Duel Sengit di Estadio da Luz
Pertandingan antara Benfica dan Real Madrid yang digelar di Estadio da Luz, Lisbon, pada Rabu (18/2/2026) dini hari WIB, berlangsung sengit. Real Madrid berhasil meraih kemenangan tipis 1-0 berkat gol tunggal Vinicius Junior di babak kedua.
Selebrasi yang Menuai Kontroversi
Gol Vinicius tercipta pada menit ke-50. Usai menjebol gawang Benfica, pemain asal Brasil itu merayakannya dengan berjoget di dekat bendera sepak pojok, yang lokasinya berdekatan dengan tribun suporter tuan rumah.

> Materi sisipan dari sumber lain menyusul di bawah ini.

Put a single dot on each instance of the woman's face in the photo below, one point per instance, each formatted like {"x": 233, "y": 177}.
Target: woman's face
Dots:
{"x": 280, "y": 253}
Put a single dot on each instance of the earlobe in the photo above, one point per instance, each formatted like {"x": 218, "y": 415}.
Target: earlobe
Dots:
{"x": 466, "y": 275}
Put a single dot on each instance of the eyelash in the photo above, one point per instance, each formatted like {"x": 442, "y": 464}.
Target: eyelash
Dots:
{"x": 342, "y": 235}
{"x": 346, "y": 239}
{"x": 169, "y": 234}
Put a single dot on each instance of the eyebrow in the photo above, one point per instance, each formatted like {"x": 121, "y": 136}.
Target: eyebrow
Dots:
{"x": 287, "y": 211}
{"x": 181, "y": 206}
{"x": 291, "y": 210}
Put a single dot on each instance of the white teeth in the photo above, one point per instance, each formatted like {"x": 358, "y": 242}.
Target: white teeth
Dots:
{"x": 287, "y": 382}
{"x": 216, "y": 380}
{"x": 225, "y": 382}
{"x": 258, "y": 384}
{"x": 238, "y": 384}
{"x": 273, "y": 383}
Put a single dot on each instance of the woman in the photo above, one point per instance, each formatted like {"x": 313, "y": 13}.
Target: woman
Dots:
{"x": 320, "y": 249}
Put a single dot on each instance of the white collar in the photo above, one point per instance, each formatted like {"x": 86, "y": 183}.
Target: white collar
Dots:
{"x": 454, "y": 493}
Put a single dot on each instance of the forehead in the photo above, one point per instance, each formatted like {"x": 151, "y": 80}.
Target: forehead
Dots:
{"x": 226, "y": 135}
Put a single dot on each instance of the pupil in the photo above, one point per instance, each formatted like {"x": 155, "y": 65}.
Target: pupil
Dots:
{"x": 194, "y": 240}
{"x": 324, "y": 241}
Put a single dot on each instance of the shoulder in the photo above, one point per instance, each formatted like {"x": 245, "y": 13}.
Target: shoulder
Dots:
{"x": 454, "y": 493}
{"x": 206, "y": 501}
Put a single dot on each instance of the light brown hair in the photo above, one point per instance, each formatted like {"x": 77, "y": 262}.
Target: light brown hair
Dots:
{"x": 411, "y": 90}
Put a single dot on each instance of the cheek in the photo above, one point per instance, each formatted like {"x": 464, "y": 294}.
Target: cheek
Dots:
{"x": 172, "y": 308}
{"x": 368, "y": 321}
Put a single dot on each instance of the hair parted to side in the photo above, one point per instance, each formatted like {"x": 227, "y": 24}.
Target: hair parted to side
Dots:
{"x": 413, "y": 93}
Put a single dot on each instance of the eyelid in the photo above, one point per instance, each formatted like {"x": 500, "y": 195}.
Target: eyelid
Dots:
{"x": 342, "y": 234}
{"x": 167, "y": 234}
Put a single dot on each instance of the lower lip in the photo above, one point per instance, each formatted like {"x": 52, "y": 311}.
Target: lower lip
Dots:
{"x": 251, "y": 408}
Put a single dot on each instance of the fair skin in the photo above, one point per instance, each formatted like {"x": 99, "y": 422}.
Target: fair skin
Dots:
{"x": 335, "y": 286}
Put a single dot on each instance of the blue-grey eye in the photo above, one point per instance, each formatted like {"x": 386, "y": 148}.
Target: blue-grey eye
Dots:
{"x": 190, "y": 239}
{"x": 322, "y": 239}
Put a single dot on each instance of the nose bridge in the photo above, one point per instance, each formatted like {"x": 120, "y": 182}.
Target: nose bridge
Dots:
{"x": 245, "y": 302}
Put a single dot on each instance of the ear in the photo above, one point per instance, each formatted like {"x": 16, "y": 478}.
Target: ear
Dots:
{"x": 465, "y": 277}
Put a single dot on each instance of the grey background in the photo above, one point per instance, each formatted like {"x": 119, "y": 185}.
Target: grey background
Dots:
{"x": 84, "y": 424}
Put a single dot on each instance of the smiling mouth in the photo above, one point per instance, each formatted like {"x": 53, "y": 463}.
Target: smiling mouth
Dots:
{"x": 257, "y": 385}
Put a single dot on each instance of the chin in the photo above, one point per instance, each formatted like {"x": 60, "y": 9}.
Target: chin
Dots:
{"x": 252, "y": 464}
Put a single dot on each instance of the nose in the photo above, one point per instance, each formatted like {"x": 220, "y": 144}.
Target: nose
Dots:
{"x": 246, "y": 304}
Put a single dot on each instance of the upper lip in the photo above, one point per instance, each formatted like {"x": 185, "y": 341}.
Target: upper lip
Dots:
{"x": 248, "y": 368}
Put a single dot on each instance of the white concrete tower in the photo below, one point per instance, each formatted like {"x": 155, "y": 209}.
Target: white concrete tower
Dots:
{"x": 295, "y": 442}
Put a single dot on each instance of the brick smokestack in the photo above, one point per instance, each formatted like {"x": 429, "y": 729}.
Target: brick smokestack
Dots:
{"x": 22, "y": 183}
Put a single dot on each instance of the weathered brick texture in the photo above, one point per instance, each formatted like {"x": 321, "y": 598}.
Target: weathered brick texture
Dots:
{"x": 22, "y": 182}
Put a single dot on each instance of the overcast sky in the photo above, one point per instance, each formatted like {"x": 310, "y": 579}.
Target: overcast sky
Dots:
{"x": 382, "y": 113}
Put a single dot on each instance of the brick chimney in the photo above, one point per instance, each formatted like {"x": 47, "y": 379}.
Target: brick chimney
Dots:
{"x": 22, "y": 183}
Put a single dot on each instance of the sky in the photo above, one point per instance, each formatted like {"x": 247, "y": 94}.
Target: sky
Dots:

Aksi ini kemudian menjadi sorotan Mourinho.
“Seharusnya ini (gol) jadi momen gila dari pertandingan ini, gol yang luar biasa dalam pertandingan yang bagus… Talenta-talenta seperti ini mampu melakukan hal-hal indah tapi sayangnya dia (Vinicius) tidak senang cuma mencetak gol indah itu dan kemudian pertandingan berakhir. Ketika Anda mencetak gol seperti itu, Anda merayakannya dengan cara yang sopan,” ujar Mourinho kepada Amazon Prime.
Advertisement
Dugaan Pemicu Ketegangan
Mourinho meyakini selebrasi Vinicius telah memprovokasi pemain dan suporter Benfica. Ia berpendapat bahwa Vinicius seharusnya tidak hanya puas dengan mencetak gol indah, tetapi juga menghargai jalannya pertandingan dengan cara yang lebih pantas.
Insiden ini juga berlanjut dengan adu mulut antara Vinicius dan pemain Benfica, Gianluca Prestianni. Vinicius sempat menuding Prestianni melontarkan ejekan bernada rasial. Terkait hal ini, Mourinho memilih untuk bersikap independen.
“Ya, saya yakin begitu (memanas-manasi suporter dan pemain Benfica). Soal adu mulut mereka, Prestianni dan Vinicius, saya ingin independen. Saya tidak mengomentarinya,” pungkas Mourinho.